Eliseo Ochoa and Inimitable Romanee. Photo by Teresa Genaro

Eliseo Ochoa and Inimitable Romanee. Photo by Teresa Genaro

This is the third Saratoga “Spa Diary” for The Racing Biz, as we check in with various Mid-Atlantic horsemen and women who are spending the meet at the Spa.

by Teresa Genaro

On a backstretch with no shortage of beautiful spots, Graham Motion’s Herringswell Stables sits in one of the best. Shaded by Saratoga’s famous trees, it lies just off the far turn, with a photographer’s dream view of the horses out for morning works, or racing in the afternoon.

Steps beyond the horsepath sit a table and chairs in the barn’s trademark blue and red, the stable’s name emblazoned on the table, perhaps just in case anyone thinks it might be a nice addition to his backyard (and who could blame him?).

Graham Motion has been coming to Saratoga since at least 1998, when he got his first stakes win here with Secret Firm in the Grade 3 Amsterdam (who also won that year’s Grade 2 King’s Bishop). Eliseo Ochoa wasn’t here that summer, but he was already with the barn, back home in the Mid-Atlantic, having begun working for Motion the previous summer.

spadiary300A native of Zamora, Michoacán in Mexico, Ochoa worked for a number of well-known trainers before coming to the Motion barn: Gary Contessa, Ferris Allen, John Forbes. He started out at Laurel, and his circuit has also included New Jersey, Delaware, Florida, Kentucky, and, for the last seven years, Saratoga.

Last Saturday, near the end of the morning, he stood on the grass outside the shedrow, holding multiple graded stakes winner Inimitable Romanee. Later that day, she would run ninth in the Fasig-Tipton Waya Stakes.

A few steps away, Rafael Fernandez is on one end of a shank, Grade 2 Delaware Oaks winner Fortune Pearl on the other. Fernandez has been with the Motion barn since 2000 and a U.S. resident for 27 years, getting his start on the track in New York, where his father worked for trainers Steven DiMauro and Ramon “Mike” Hernandez. The barn foreman in Saratoga, Fernandez also hails from Mexico.

The men live on the backstretch, and their Saratoga world is largely confined by the boundaries of the racetrack property.
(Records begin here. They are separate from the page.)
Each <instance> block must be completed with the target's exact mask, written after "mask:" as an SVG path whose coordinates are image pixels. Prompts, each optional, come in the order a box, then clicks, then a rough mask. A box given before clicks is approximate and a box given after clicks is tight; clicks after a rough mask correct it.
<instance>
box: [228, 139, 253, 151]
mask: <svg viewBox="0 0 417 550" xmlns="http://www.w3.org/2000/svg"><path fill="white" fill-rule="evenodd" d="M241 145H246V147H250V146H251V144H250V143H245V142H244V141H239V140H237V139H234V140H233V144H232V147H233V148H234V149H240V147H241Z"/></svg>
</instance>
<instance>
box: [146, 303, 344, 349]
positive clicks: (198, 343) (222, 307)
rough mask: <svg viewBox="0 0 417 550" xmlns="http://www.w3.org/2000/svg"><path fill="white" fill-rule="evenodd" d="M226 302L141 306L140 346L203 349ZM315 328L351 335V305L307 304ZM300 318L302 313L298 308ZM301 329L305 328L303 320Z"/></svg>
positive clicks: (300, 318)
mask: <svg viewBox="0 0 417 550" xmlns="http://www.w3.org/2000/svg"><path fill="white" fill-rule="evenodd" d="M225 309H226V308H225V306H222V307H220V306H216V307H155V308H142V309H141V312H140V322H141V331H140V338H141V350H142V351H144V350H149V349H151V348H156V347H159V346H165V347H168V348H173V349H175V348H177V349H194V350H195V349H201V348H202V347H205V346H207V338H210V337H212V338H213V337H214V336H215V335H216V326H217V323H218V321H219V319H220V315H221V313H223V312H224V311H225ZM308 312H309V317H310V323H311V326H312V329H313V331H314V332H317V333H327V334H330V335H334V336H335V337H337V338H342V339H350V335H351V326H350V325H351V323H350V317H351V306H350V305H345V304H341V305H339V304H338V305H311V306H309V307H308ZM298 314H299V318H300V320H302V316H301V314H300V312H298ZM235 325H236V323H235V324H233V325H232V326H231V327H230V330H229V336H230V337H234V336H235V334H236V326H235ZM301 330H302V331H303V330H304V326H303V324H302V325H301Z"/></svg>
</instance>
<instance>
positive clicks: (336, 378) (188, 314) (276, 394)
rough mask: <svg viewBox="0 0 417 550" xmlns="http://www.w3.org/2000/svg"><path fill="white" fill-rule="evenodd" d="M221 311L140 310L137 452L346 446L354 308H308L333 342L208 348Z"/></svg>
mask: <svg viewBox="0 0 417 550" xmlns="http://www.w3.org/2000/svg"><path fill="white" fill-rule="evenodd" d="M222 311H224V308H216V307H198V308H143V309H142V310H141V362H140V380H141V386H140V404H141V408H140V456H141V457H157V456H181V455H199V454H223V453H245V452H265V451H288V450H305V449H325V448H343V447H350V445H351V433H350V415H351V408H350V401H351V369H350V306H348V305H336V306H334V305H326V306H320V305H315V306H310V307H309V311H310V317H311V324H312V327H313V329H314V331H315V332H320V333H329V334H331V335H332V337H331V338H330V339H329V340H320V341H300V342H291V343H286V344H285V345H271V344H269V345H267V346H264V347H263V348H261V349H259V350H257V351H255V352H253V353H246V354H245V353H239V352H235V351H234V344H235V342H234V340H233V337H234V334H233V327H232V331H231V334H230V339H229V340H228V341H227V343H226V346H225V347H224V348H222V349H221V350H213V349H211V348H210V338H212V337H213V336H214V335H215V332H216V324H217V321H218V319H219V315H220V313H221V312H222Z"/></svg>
The Racetrack Chaplaincy and Backstretch Employees Service Team organize shopping trips and backstretch activities, including weekly dinners, soccer games, and movies, much of it funded by Saratogians John Hendrickson and Marylou Whitney.

“When the football was on,” said Alice Clapham, one of Motion’s assistant, “Eliseo watched all the World Cup. He’s a huge soccer fan.”

Enthusiastic if not voluble, Ochoa speaks English a little diffidently; some of our conversation was conducted through a translator. Fernandez is more confident, the result, perhaps, of his added responsibilities at the barn, or maybe it’s the other way around.

A former groom, Ochoa now walks hots and is a night watchman; he started working with horses at age 18 at home in Mexico, with a horse he got from his father. His son Guillermo works for Motion, too, with the barn’s Presque Isle string this summer.

RafaelFernandez with Fortune Pearl. Photo by Teresa Genaro

Rafael Fernandez with Fortune Pearl. Photo by Teresa Genaro

Despite the rigors of the job and of the travel, Ochoa lights up when he talks about his summer.

“I like everything about Saratoga,” he said through a translator. “It’s beautiful, Saratoga.”

So beautiful that he wants to make it an adopted home, putting it on a par with his homeland when he can cut down on his travel.

“No more Florida,” he said. “No more Kentucky. No Maryland. Mexico, and Saratoga.”

It’s a cliché to talk about the love that backstretch workers have for their charges, one that overlooks or ignores the challenges of life on the backstretch. But neither man talks about those challenges; neither man talks about the hard work, the rudimentary accommodations, the heat, the long hours.

They talk, instead, about their favorite horses: Better Talk Now—but they call him “Blackie,” his barn name–who won the Sword Dancer here in 2004 and finished second in 2008 and 2009, the latter the last start of his career, as well as winning the 2004 Grade 1 Breeders’ Cup Turf. Film Maker, who won the 2003 Lake George, and placed in other grassy Saratoga stakes (and achieved Grade 1 glory in the Queen Elizabeth II Challenge Cup at Keeneland). Adriano, who broke his maiden here in 2007 (and later won two graded events). Bullsbay, who won the 2009 Grade 1 Whitney.

Perhaps, then, it’s no surprise.  When asked why he does what he does, why he came to the backstretch all those years ago, why he supports his son following in his footsteps, Ochoa answered simply.

“The horses,” he said. “I like the horses.”